When it comes to financial markets the rate hike is a huge deal. Seven years of zero interest rates created many speculative financial transactions that would depend on the Fed Funds Rate being zero. According to E.D. Skyrm from Wedbush Securities a rate increase of a quarter of a percent actually means a withdrawal of up to $800 billion from financial transactions worldwide. This is a huge sum of money that will simply disappear from the financial markets and could create selling pressures across the board. This is why last two times when Fed was preparing to hike rates, a tremendous volatility ensued in a stock market. This time is no exception, Dow Jones just had a roundtrip move of 1,000 points in only a few days, highly unusual behavior that indicates significant uncertainty on the part of market participants.

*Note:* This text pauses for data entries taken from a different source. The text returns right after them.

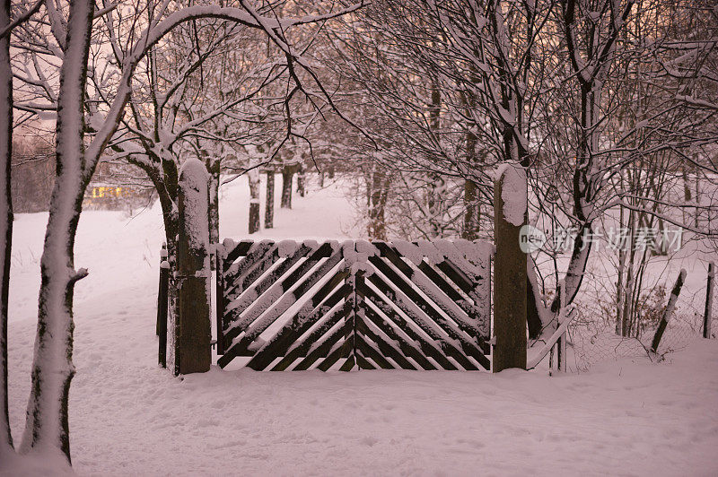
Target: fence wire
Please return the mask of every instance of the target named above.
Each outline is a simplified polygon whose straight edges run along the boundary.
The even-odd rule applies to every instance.
[[[637,338],[620,336],[617,334],[615,317],[607,316],[605,291],[586,293],[584,299],[576,304],[578,316],[568,328],[567,368],[573,372],[582,372],[601,361],[621,358],[655,360],[686,348],[691,342],[703,338],[706,291],[706,284],[699,290],[684,290],[655,356],[649,353],[649,350],[656,326],[643,329]],[[715,339],[718,335],[718,300],[715,291],[714,293],[711,316],[712,337]]]

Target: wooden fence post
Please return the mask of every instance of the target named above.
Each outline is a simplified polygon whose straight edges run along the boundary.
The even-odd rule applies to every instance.
[[[175,374],[201,373],[212,362],[206,168],[189,159],[180,172]]]
[[[275,226],[275,169],[267,170],[267,204],[264,209],[264,228]]]
[[[520,232],[526,224],[526,171],[507,165],[494,183],[494,360],[493,371],[526,369],[526,266]]]
[[[157,296],[157,334],[160,337],[157,360],[167,368],[167,310],[170,306],[170,263],[167,261],[167,244],[162,244],[160,264],[160,291]]]
[[[676,284],[673,285],[673,291],[670,292],[670,298],[668,299],[666,309],[663,310],[663,316],[661,317],[661,323],[659,323],[658,329],[656,329],[656,333],[653,334],[653,341],[651,343],[651,351],[653,352],[658,351],[658,345],[661,343],[661,338],[663,337],[663,333],[666,331],[668,322],[670,319],[670,317],[673,315],[673,311],[676,309],[676,301],[679,299],[680,289],[683,288],[683,282],[685,280],[686,270],[681,269],[680,273],[679,273],[679,279],[676,280]]]
[[[705,287],[705,312],[703,314],[703,337],[711,339],[711,315],[713,313],[713,294],[715,287],[715,264],[708,264],[708,283]]]
[[[162,321],[162,283],[164,282],[162,264],[167,261],[167,242],[162,242],[162,247],[160,249],[160,283],[157,291],[157,324],[154,327],[154,333],[157,336],[160,335],[160,322]],[[169,279],[169,275],[168,275]],[[165,295],[166,299],[166,295]],[[166,303],[165,303],[166,304]],[[165,307],[164,317],[167,319],[167,307]]]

The effects of a rate hike will likely be a decrease in value in virtually all financial assets, houses, stocks,  bonds (whether decrease is moderate or significant remains to be seen). The only financial asset that is set to benefit from the increase is the U.S. dollar and possibly US Treasuries. Given this picture, it would make sense to hold off on big purchases, monitor the situation and hold on to your cash. If Fed’s continued rate increases create large price drops, this may present a great opportunity to buy assets on the cheap, whether they will be financial investments like stocks or bonds or real assets such as a house.

China

Throughout 2015 our readers know that we forecasted continued trouble for the Chinese equity market. Centrally planned support for the markets cannot take you very far in the presence of major trends like described above. In addition to unfavorable trends above, China has built up its own set of internal imbalances with a credit bubble of epic proportion.  We are going to write a separate story analyzing China situation shortly, but the basic conclusion is China has massive deleveraging that is sure to cause it to devalue to currency to avoid defaults.

Our research team at RiXtrema has created a number of scenarios to help clients test vulnerability of their portfolios to these outcomes. Here are they:

1.     Massive Dollar Rally – In that scenario we shock Bloomberg Dollar Index 30% against its basket of corresponding currencies.

2.     S&P 500 Energy drops 40% - Energy stocks have declined, but nowhere near a level that would be indicated if energy prices remain low. We highly recommend testing your portfolio against such an event.

3.     Yuan Devaluation – Continued yuan devaluation is certain, we recommend starting with a shock of 5% against the dollar.

4.     Grexit – We also recommend continued vigilance about Europe. None of the problems in Greece (or Portugal/Spain for that matter) have been resolved. A new day of reckoning is looming and debt continues to increase.  Just because something is not in the headlines, does not mean it should be ignored.